Когда смотришь на безумца прямо, видишь лишь отражение собственного знания того, что он безумен; человека не видишь вообще. Чтобы его увидеть, надо видеть то, что видел он.
Призрак нормальных повседневных допущений – он объявляет, что конечная цель жизни, оставаться живым, недостижима, однако не перестает быть конечной целью жизни.
Люди приходят на завод и без вопросов с восьми до пяти выполняют абсолютно бессмысленное задание, поскольку этого требует структура. Нет никакого негодяя, никакого «мерзкого типа», требующего, чтобы они жили бессмысленной жизнью, – этого желает структура, система, и никому неохота взваливать на себя невыполнимую задачу – изменить структуру лишь потому, что она бессмысленна.
Подлинная система, настоящая система – нынешнее строение нашей систематической мысли, самой рациональности, и если завод снесен до основания, а рациональность, породившая его, осталась, она просто создаст еще один завод.
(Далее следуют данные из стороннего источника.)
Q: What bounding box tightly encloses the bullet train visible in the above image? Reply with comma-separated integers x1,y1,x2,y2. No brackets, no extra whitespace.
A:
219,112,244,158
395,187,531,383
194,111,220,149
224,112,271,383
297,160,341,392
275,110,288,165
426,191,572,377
Если революция уничтожает системное правительство, а системные шаблоны мышления, создавшие правительство, остаются, эти шаблоны воспроизведут себя в последующем правительстве. О системе так много болтают. И так мало понимают ее.
Иногда простое действие – запись проблем – направляет мозги в нужную сторону, и понимаешь, в чем, собственно, проблема.
«Количество рациональных гипотез, способных объяснить любое данное явление, бесконечно».
Иногда лучше ехать, чем приезжать.
Школы, церкви, правительства и политические организации всех видов – стремились направить мысль на цели, отличные от истины: на увековечение собственных функций и контроль над теми, кто эти функции обслуживает.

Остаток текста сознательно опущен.